[Re]Imagine the future: Don’t cramp the magic

thrive /ˈthrīv/ v.tr  1. to grow vigorously; flourish. 2. to gain in wealth or possessions; prosper.
3. to progress toward or realize a goal despite or because of circumstances.


What does thriving look like? Are the choices being made setting the groundwork for thriving? Is there room in the world of now for hope and growth? If asked “What do you look forward to,” do we have an answer, or are we stuck in a defuturing mindset?

Narrative therapist, Chris Hoff posted on Liminal Lab about how many clients he sees these days are unable to imagine their future. That hit close to home for me. He wrote that many of his clients, when asked what they see the future looking like, can’t put words to an answer. “[Clients] stopped being able to envision alternatives. The future felt less like possibility and more like the present just… continuing.”

Hoff explains that this systematic elimination of future is called “defuturing.”

Yikes. Sounds like the premise of a scary sci-fi movie. And it also feels very real.

“I’m witnessing what happens when the cultural narratives available to [clients] don’t include viable futures. They’ve internalized the defuturing logic. There is no alternative. This is just how things are. The best you can do is cope. That’s not depression. That’s realism in a defutured world.”

It got me thinking how I’d answer the question, “What does your future look like?” It’s been a challenging year and, having recently joined the unemployed masses, I’ve found it harder than ever to imagine what the future might look like. Back to the same old grind, or might there be other possibilities to explore?

Chris’s words gave me new terms to reflect on as I work to reframe my narrative and figure out what steps to take forward. Why is it so hard to imagine possibilities at this time of change? Why do I keep defaulting to a defutured, coping mindset?

Listen to the current news, and I can point to plenty of reasons. Take a look at the past, there are more. I clearly recall a moment that pushed me away from trusting my imagination to create different possibilities.

My first quarter in college, I took a set of classes that were challenging for me, including advanced chemistry (real wise move considering I’d never taken chemistry before). I wanted to major in biology and needed to finish in four years, so registered up for an accelerated program despite being woefully underprepared. When I brought home that term’s report, the response I got was an angry, “Where are the A’s, Teresa?”

Ouch.

In that moment, I threw possibility out the window, and all my attention focused on coping. I changed my major to an easier but uninspiring one. “Future” was about getting by without fear of failure.

Over the years, I've had times where I fought against a no-view view of the future. Those experiences felt like truth—real and optimistic. Like what I was doing mattered, if only to me.

But before long, the voice of doubt would start up in my head, reminding me that I didn’t get those A’s. Make the best of what you have. Don’t imagine too much. Looking back over past choices and times, I never flailed or sank to destruction. Things were never terrible, awful, no good, very bad. But I was always simply coping. And I realize, I havn’t really felt like me in a long while.

Over the last year, I’ve been working hard to reframe my personal narrative. It’s messy and exhilarating. I’ve felt sad thinking about the ghost ships of lives that could have been. And felt incredible gratitude for what I have. I’ve also started to feel hopeful and open, like I did during those optimistic experiences of the past. Words a friend shared many years ago, “the truths we tell ourselves become our reality,” have become loud in my mind. So has my therapist’s demand—“don’t cramp the magic.”

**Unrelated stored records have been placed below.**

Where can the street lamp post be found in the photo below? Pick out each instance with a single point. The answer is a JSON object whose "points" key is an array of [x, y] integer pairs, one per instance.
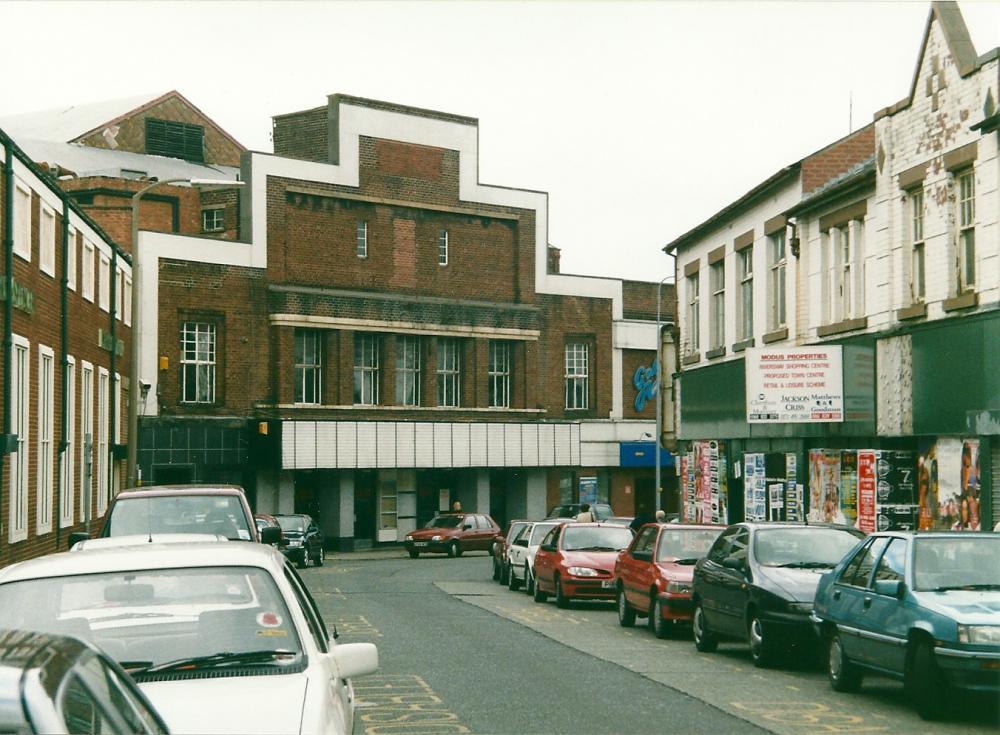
{"points": [[135, 387]]}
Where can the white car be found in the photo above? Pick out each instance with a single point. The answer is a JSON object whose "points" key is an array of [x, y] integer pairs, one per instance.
{"points": [[521, 555], [222, 637]]}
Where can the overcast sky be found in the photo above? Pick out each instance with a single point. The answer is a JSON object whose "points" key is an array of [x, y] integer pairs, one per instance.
{"points": [[640, 120]]}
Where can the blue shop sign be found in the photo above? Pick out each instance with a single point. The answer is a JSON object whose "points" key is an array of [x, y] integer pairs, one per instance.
{"points": [[642, 454]]}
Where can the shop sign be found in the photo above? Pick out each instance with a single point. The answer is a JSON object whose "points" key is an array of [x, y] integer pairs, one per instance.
{"points": [[799, 385]]}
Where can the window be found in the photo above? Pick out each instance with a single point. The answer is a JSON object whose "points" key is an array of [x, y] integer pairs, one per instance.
{"points": [[46, 414], [717, 280], [443, 247], [104, 282], [19, 425], [408, 371], [449, 372], [362, 238], [213, 220], [87, 270], [175, 139], [308, 366], [102, 441], [499, 374], [577, 376], [917, 271], [47, 241], [66, 465], [86, 440], [694, 336], [745, 304], [197, 362], [776, 280], [366, 366], [22, 220], [967, 231]]}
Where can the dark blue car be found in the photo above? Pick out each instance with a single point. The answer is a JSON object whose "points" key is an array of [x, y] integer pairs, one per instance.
{"points": [[920, 607]]}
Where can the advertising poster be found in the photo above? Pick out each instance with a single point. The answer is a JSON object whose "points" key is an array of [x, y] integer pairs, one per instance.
{"points": [[948, 491], [866, 491]]}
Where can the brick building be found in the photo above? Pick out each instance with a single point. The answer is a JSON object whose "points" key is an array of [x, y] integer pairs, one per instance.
{"points": [[390, 335]]}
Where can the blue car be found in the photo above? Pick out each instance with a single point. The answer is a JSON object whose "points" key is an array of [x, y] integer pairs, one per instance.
{"points": [[920, 607]]}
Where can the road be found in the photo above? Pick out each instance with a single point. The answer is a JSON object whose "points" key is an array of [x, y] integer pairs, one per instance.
{"points": [[461, 654]]}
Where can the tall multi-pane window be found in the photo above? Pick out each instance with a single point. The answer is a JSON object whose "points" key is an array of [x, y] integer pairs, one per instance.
{"points": [[717, 308], [776, 280], [19, 424], [443, 247], [693, 313], [308, 366], [577, 376], [362, 239], [366, 369], [917, 274], [46, 414], [408, 371], [449, 372], [967, 230], [499, 374], [198, 359], [745, 260]]}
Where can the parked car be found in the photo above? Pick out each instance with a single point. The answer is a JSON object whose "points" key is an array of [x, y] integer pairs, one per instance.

Much of the work I’ve done to transform my mindset toward thriving has included using writing as a means to process. I’ve been examining the stories I’ve told myself—about who I am, my choices, the roles I’ve taken on—because they weren’t all fitting anymore. By rewriting my narrative, I’m helping “me” feel like home again. I’m working to quit defuturing and to start imagining again.

So what of it?

Chris Hoff says that when we use a narrative approach to reignite our ability to create futures, “… it works to restore imaginative agency.”

“Narrative practice… positions them as authors, protagonists, not just characters. It treats them as people with temporal agency, people who can compose futures, not just endure presents. This is fundamentally counter-defuturing work. We’re rebuilding the infrastructure of hope. Not as naive positivity, but as the capacity to imagine and enact viable alternatives.”

I like the words protagonist, agency, enacting viable alternatives, and hope a lot better than coping, enduring, just characters.

A narrative practice gives space to tell our truths and create realities that open doors instead of closing them. I love this. And it’s what I’m focusing on. What I hope to share. What I want to help others do—reconnect with the hopes and imaginations that have been buried beneath the heavy weight of coping. Give the future fresh air, light, sustenance—things to help it grow.

Let the magic stretch its arms wide.